# CIFAR 10 image recognition

# Imports


In [1]:
import torch
import torchvision
import torchvision.transforms as transforms

import torch.nn as nn
import torch.nn.functional as F

import pandas as pd
import numpy as np
from sklearn.metrics import confusion_matrix

# Getting and preparing data

In [None]:
# Separate transforms for training (with augmentation) and test/validation (no augmentation)
train_transform = transforms.Compose([
    transforms.RandomCrop(32, padding=4),                                   # Random crop with padding (32x32 images)
    transforms.RandomHorizontalFlip(),                                      # 50% chance of horizontal flip
    transforms.ToTensor(),                                                  # scaling to [0, 1]
    transforms.Normalize((0.5, 0.5, 0.5), (0.5, 0.5, 0.5))                  # scaling to [-1, 1]
])

test_transform = transforms.Compose([
    transforms.ToTensor(),                                                  # scaling to [0, 1]
    transforms.Normalize((0.5, 0.5, 0.5), (0.5, 0.5, 0.5))                  # scaling to [-1, 1]
])

In [None]:
# Downloads data if not already present, and loads it as a PyTorch dataset
full_trainset = torchvision.datasets.CIFAR10(root='./data', train=True, download=True, transform=None)
test_dataset = torchvision.datasets.CIFAR10(root='./data', train=False, download=True, transform=None)

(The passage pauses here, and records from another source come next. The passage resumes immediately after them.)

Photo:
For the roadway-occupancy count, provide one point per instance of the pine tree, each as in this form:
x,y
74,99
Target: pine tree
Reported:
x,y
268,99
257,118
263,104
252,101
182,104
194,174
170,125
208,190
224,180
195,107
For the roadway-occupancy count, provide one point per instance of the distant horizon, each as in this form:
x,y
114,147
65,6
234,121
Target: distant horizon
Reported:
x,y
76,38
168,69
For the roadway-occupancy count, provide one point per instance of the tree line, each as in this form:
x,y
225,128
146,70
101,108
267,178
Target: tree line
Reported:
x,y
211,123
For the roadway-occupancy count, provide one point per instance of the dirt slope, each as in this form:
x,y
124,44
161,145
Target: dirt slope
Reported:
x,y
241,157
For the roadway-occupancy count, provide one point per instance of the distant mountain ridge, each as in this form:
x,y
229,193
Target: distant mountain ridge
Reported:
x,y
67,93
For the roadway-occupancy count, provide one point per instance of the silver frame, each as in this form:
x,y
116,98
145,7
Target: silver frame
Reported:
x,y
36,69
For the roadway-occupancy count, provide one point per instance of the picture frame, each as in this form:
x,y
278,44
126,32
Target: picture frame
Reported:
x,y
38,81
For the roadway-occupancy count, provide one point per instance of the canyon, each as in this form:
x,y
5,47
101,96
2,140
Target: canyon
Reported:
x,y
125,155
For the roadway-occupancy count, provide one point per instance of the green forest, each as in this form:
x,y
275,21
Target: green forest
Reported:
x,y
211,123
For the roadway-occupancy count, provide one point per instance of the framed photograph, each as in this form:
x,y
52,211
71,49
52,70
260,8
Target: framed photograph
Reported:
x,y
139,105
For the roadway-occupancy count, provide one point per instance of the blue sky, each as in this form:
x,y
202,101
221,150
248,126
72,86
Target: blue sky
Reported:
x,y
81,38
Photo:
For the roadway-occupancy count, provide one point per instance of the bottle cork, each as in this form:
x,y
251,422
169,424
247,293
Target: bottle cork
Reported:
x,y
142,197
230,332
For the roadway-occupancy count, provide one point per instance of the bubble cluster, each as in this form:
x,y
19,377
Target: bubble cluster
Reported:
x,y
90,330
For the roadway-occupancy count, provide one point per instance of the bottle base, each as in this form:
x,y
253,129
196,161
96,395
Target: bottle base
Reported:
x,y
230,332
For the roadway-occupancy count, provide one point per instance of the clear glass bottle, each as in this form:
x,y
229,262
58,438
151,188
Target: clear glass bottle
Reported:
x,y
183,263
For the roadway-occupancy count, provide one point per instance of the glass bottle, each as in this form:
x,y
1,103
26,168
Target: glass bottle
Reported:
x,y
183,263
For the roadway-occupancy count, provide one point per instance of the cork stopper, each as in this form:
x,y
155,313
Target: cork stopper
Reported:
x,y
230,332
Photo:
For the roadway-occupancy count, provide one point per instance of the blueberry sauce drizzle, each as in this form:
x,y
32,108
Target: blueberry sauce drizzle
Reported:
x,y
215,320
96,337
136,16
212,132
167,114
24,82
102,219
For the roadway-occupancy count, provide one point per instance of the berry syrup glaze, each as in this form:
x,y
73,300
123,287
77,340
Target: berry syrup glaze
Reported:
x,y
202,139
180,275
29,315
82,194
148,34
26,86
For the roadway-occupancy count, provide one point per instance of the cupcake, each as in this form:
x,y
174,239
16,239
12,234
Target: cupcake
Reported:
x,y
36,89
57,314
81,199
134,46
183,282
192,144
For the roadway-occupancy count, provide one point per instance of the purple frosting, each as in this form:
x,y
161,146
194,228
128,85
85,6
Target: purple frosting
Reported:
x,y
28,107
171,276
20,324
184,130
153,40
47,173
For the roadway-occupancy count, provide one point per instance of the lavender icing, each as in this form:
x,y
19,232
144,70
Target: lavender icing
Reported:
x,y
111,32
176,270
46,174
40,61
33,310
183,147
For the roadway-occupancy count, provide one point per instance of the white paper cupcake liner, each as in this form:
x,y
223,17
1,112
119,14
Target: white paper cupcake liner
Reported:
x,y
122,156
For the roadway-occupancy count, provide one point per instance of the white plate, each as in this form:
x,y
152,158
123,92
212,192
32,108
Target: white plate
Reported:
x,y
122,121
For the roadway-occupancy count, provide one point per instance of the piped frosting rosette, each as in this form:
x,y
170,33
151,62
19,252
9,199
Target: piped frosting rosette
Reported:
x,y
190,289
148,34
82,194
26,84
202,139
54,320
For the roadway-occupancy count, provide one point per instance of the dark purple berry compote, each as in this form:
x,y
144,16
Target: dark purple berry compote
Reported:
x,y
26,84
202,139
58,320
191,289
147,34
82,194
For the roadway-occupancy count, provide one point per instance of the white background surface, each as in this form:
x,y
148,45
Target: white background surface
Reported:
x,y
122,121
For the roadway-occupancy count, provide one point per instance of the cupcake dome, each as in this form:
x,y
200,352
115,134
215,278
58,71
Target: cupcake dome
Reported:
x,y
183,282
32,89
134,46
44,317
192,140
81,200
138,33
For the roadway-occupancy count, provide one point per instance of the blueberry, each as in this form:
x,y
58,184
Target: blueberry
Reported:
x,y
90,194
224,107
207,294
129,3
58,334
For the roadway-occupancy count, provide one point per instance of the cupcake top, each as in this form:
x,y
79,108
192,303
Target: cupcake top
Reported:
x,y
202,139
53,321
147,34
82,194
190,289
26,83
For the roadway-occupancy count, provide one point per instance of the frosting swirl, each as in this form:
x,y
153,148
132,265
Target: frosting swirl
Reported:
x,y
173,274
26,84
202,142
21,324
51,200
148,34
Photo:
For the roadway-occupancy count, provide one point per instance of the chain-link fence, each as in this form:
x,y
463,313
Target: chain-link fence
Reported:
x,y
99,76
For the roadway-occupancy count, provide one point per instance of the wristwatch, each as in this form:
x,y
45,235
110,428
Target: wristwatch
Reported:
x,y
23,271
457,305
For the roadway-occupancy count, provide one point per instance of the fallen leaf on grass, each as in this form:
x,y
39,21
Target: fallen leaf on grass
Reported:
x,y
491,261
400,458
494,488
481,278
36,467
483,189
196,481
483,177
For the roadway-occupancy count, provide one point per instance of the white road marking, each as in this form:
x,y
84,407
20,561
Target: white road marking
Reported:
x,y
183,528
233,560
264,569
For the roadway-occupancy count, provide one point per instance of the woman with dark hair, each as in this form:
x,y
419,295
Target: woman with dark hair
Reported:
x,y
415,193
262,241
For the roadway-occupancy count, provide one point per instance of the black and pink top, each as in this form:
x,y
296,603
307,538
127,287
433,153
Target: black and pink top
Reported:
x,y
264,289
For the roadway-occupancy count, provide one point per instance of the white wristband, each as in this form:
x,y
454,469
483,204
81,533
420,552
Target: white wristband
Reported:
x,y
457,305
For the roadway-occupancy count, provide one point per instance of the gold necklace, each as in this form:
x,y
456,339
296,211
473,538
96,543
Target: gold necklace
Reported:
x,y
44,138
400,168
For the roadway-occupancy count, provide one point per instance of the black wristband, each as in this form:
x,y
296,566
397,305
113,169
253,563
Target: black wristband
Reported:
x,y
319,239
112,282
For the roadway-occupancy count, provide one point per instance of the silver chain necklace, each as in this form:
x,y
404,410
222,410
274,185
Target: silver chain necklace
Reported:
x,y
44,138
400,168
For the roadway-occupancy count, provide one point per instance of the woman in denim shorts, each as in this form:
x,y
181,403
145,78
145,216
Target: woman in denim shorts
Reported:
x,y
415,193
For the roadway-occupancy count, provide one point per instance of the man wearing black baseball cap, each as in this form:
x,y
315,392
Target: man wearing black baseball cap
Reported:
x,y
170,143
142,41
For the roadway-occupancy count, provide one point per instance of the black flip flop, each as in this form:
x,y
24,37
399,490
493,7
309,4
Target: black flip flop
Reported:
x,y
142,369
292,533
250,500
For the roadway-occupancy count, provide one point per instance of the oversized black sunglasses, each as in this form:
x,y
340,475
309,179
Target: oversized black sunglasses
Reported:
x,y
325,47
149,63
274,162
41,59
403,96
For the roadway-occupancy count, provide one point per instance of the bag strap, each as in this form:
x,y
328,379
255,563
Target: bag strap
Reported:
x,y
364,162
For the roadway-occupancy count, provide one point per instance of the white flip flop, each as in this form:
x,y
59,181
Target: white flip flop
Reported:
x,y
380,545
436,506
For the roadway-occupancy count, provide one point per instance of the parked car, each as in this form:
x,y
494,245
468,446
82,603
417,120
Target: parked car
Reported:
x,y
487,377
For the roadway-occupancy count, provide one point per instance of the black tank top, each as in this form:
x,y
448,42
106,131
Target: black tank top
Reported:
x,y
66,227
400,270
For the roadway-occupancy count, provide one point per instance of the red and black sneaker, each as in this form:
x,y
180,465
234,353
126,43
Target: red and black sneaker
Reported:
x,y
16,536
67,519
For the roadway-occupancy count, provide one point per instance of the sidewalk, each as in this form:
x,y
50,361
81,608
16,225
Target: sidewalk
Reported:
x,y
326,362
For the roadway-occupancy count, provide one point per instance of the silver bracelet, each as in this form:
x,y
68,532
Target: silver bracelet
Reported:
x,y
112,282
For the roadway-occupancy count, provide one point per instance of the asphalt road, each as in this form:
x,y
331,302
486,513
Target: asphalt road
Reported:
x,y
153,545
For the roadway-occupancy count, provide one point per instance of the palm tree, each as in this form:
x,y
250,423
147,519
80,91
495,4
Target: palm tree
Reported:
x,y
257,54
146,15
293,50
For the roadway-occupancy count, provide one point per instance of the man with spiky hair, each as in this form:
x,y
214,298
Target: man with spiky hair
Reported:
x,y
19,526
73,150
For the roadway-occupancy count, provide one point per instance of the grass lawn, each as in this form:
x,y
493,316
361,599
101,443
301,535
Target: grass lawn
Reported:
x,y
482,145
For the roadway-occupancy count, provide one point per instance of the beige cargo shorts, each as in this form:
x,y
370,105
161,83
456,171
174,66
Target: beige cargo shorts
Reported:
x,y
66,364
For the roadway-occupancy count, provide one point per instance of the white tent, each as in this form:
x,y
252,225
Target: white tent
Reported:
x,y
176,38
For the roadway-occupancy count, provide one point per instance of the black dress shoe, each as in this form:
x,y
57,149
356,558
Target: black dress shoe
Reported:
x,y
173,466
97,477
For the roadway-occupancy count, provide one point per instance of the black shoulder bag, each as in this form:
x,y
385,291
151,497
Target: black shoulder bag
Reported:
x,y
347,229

# Split training set into train and validation (80-20) randomly (every class should be represented in both sets due to large amount of data)
train_size = int(0.8 * len(full_trainset))
val_size = len(full_trainset) - train_size
trainset, valset = torch.utils.data.random_split(full_trainset, [train_size, val_size])

print(f"Training set size: {train_size}")
print(f"Validation set size: {val_size}")
print(f"Test set size: {len(test_dataset)}")

Training set size: 40000
Validation set size: 10000
Test set size: 10000


In [None]:
# Augment train and validation sets with the appropriate transforms (train gets augmentation, val gets no augmentation)
train_dataset = torchvision.datasets.CIFAR10(root='./data', train=True, download=False, transform=train_transform)
val_dataset = torchvision.datasets.CIFAR10(root='./data',train=True,download=False, transform=test_transform)
test_dataset = torchvision.datasets.CIFAR10(root='./data', train=False, download=False, transform=test_transform)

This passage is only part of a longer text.